BSD 3-Clause "New" or "Revised" License
4 stars 8 forks source link

Map pipeline #1

Closed kamicut closed 8 years ago

kamicut commented 8 years ago

The map pipeline is the following:

  1. Geo data comes from planet-stream
  2. The workers calculate the metrics but keep the geo data and add it to a cache
  3. The cache keeps the last 100 records for each hashtag
  4. The leaderboard displays the last 100 records in a loop for that hashtag's page

We need to figure out where to add the caching code. Should that be at the kinesis level, or at the lambda worker level?

cc @smit1678 @matthewhanson

matthewhanson commented 8 years ago

@kamicut what do you mean at the kinesis level? Do you mean when it is added to kinesis by planet-stream? I think it belongs in the lambda worker function. It can add the geometry to the cache when it adds it to the database.

kamicut commented 8 years ago

I was thinking that it could be possible to fire two types of lambda functions, one that stores in cache and one that calculates the metrics. There would be a separation of concerns and it could be simpler to debug. The disadvantage is that they might get out of sync.

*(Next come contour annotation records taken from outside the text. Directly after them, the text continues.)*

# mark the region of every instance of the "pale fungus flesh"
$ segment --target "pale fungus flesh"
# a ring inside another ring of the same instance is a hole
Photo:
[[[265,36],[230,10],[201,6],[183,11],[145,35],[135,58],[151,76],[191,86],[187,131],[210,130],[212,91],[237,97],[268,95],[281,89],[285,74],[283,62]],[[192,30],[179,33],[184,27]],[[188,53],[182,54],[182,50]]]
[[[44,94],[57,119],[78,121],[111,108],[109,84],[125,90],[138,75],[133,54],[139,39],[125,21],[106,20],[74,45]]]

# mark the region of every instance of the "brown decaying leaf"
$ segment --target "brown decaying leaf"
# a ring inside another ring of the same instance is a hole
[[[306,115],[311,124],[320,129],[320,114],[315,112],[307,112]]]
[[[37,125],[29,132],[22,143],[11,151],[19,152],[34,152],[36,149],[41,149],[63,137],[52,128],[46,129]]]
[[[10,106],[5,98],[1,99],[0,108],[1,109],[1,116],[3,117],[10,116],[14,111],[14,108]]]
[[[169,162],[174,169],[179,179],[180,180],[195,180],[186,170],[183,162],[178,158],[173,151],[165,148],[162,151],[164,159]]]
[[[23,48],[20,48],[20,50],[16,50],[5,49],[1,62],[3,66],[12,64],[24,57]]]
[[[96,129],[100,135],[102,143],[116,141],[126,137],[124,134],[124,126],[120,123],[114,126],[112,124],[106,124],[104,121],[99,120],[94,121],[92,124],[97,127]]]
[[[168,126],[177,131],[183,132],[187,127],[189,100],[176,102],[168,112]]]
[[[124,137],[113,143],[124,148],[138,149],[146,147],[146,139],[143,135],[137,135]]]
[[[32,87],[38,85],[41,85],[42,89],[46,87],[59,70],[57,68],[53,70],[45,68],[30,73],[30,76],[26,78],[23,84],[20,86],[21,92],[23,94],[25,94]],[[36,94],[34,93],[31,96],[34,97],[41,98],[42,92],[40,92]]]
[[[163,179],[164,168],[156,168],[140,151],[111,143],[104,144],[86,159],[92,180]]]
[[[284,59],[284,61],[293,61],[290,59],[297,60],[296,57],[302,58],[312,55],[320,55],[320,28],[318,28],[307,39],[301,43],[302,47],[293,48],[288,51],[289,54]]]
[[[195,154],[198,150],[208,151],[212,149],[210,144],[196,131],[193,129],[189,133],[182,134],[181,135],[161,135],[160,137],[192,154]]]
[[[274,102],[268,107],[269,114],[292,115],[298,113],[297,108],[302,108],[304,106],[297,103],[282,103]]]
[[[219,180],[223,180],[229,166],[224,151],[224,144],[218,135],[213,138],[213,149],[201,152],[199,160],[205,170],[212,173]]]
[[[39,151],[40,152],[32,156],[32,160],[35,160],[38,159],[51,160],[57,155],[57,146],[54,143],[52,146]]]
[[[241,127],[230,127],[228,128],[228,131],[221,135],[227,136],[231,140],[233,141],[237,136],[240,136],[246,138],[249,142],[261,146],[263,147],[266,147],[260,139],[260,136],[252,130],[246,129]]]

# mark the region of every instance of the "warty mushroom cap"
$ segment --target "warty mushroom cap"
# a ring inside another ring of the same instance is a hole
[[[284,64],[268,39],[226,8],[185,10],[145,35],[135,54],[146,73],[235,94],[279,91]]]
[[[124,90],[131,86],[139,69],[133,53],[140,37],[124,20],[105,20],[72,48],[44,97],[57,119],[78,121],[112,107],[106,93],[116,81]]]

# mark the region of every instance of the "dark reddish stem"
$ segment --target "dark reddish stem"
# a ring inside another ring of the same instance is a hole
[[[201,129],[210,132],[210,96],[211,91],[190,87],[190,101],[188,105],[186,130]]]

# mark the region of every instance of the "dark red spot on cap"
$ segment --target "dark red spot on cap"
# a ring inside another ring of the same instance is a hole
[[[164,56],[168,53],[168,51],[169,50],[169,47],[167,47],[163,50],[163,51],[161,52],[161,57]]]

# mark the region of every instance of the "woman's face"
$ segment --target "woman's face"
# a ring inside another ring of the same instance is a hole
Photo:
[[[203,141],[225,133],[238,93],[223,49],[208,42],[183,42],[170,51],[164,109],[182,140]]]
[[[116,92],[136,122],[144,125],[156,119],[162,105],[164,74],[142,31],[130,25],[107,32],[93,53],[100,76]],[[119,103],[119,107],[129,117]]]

matthewhanson commented 8 years ago

That certainly would be easier to debug, especially given the difficulties in unraveling the large amount of data in the lambda logs. Firing a second lambda function off the same kinesis stream would be no problem. What problems would we have if they got out of sync?

kamicut commented 8 years ago

It would be more of a display problem: the leaderboards would show different total edits then the map view. This would be most apparent for mappers that commit large changesets infrequently. Their edits would make the map but the leaderboard would be delayed.

I don't think this is a huge issue as long as we can process large changesets in a reliable way.

matthewhanson commented 8 years ago

I don't think it will end up being noticeable for the vast majority of users, as it looks like only a handful that prefer large commits.

dalekunce commented 8 years ago

Keep in mind these were all very new mappers using only iD. Other mapathons have experienced users using JOSM all night long. I also usually favor the big commit >500+ changes.